عدم پایبندی اولیه به عوامل دارو و سایر عوامل ریسک برای بستری مجدد در اسکیزوفرنی و اختلال اسکیزوافکتیو
|کد مقاله||سال انتشار||مقاله انگلیسی||ترجمه فارسی||تعداد کلمات|
|72875||2011||6 صفحه PDF||سفارش دهید||4506 کلمه|
Publisher : Elsevier - Science Direct (الزویر - ساینس دایرکت)
Journal : Schizophrenia Research, Volume 133, Issues 1–3, December 2011, Pages 36–41
Non-adherence to antipsychotic medication and hospitalization in psychotic disorders are common and costly problems. Our aim was to identify risk factors for rehospitalization of patients with recent onset schizophrenia or schizoaffective disorder in a population-based cohort study. All patients with a first hospitalization for schizophrenia or schizoaffective disorder between 2006 and 2007 were included (n = 861).
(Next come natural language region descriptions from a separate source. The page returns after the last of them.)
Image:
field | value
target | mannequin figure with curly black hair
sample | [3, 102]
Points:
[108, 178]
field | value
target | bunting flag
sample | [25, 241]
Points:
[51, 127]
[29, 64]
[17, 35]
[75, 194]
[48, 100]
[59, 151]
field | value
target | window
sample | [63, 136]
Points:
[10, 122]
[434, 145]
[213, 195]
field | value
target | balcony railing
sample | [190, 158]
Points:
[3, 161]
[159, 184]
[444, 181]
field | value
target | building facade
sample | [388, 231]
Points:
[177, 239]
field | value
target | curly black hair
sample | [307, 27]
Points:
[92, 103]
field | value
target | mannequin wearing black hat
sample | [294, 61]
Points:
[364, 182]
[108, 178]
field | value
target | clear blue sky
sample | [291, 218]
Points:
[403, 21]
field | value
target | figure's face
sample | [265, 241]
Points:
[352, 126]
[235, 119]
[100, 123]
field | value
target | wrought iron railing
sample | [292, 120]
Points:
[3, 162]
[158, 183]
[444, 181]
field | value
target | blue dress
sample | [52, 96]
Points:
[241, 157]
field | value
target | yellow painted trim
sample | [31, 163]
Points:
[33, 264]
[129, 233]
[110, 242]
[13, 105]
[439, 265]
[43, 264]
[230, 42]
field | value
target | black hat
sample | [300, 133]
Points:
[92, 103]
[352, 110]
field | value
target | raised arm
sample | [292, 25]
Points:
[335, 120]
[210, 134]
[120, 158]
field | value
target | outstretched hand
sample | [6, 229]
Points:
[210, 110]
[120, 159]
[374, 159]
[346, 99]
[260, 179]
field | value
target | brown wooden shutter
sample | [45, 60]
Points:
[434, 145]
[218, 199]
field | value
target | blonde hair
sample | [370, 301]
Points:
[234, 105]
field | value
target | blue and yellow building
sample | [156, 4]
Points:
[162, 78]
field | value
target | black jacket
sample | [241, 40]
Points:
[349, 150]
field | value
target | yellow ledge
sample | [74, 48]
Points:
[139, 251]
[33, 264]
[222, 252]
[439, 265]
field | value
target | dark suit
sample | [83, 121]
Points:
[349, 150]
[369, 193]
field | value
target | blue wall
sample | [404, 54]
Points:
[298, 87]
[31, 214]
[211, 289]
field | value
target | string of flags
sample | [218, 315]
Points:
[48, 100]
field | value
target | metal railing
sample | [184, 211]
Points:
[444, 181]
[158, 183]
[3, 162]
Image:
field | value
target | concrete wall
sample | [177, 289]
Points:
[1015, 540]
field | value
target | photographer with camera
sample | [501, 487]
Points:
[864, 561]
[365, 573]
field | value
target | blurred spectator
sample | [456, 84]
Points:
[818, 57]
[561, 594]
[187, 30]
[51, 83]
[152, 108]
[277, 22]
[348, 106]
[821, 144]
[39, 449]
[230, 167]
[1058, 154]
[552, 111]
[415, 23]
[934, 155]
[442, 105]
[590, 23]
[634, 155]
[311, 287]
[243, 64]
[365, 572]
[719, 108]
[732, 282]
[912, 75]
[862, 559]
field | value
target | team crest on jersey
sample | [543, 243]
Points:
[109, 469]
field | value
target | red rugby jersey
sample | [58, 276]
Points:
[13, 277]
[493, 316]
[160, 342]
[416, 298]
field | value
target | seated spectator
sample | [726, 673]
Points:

Patients were identified through and data retrieved from national Swedish health and population registers. We investigated how socio-demographic variables, duration of first hospitalization and prescription fills of antipsychotics were associated with rehospitalization in Cox regression models. A higher risk for rehospitalization within 28 days was observed in patients with a first hospitalization that was shorter than two weeks compared with patients who were hospitalized for more than four weeks: hazard ratio (HR) 2.30, 95% confidence interval (CI) 1.42 to 3.74. Further, patients who did not fill a prescription of antipsychotics within the first week after discharge had a higher risk of early rehospitalization than patients who were given antipsychotics (HR 1.75, 95% CI 1.13 to 2.72). More than 12 years of education was associated with a lower risk of early rehospitalization (HR 0.44, 95% CI 0.26 to 0.77). Sex, age, being born in Sweden, urban area residence and prescription fills of antipsychotics prior to first admission did not significantly affect the risk of early rehospitalization. In conclusion, we identified two potentially modifiable risk factors for rehospitalization: short duration of initial hospitalization and early non-adherence to medication.